# Quickstart

YData SDK allows you to with an easy and familiar interface, to adopt a Data-Centric AI approach for the development of Machine Learning solutions. YData SDK features were designed to support structure data, including tabular data, time-series and transactional data.

To start leveraging the package features you should consume your data either through the Connectors or pandas.Dataframe. The list of available connectors can be found here [add a link].

    # Example for a Google Cloud Storage Connector
credentials = "{insert-credentials-file-path}"

# We create a new connector for Google Cloud Storage
connector = Connector(connector_type='gcs', credentials=credentials)

# Create a Datasource from the connector
# Note that a connector can be re-used for several datasources
X = DataSource(connector=connector, path='gs://<my_bucket>.csv')

    # Load a small dataset

# Init a synthesizer
synth = RegularSynthesizer()

# Train the synthesizer with the pandas Dataframe as input
# The data is then sent to the cluster for processing
synth.fit(X)


The synthesis process returns a pandas.DataFrame object. Note that if you are using the ydata-sdk free version, all of your data is sent to a remote cluster on YData's infrastructure.

## Data synthesis flow

The process of data synthesis can be described into the following steps:

stateDiagram-v2
init_synth --> train_synth
train_synth --> generate_samples
generate_samples --> [*]

The code snippet below shows how easy can be to start generating new synthetic data. The package includes a set of examples datasets for a quickstart.
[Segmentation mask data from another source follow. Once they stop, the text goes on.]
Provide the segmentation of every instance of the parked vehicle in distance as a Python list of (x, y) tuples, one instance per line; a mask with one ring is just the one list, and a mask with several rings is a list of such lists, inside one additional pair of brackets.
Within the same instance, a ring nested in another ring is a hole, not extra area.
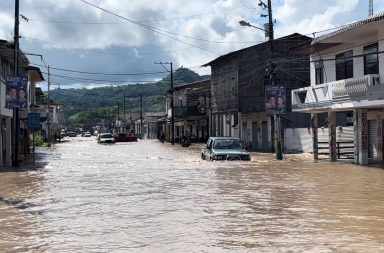
[(84, 132), (84, 137), (91, 137), (91, 133), (90, 132)]
[(97, 136), (97, 143), (115, 143), (115, 139), (113, 138), (111, 133), (101, 133)]
[(67, 132), (67, 136), (68, 136), (68, 137), (76, 137), (76, 136), (77, 136), (77, 133), (76, 133), (76, 132), (73, 132), (73, 131), (69, 131), (69, 132)]
[(116, 142), (133, 142), (137, 141), (137, 136), (133, 133), (114, 133), (113, 138)]
[(201, 150), (201, 159), (250, 161), (251, 155), (235, 137), (210, 137)]

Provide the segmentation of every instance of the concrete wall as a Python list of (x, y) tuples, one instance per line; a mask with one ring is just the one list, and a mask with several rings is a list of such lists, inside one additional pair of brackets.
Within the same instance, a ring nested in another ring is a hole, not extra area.
[[(336, 141), (353, 141), (354, 129), (350, 127), (336, 128)], [(318, 129), (319, 142), (328, 142), (328, 128)], [(313, 152), (311, 128), (284, 129), (284, 150), (287, 152)]]

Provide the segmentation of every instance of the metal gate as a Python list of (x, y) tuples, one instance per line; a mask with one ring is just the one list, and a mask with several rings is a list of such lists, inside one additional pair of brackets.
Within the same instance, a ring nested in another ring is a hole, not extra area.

    from ydata.sdk.dataset import get_dataset

X = get_dataset('census')

# Init a synthesizer
synth = RegularSynthesizer()

# Fit the synthesizer to the input data
synth.fit(X)

# Sample new synthetic data. The below request ask for new 1000 synthetic rows
synth.sample(n_samples=1000)


Do I need to prepare my data before synthesis?

The sdk ensures that the original behaviour is replicated. For that reason, there is no need to preprocess outlier observations or missing data.

By default all the missing data is replicated as NaN.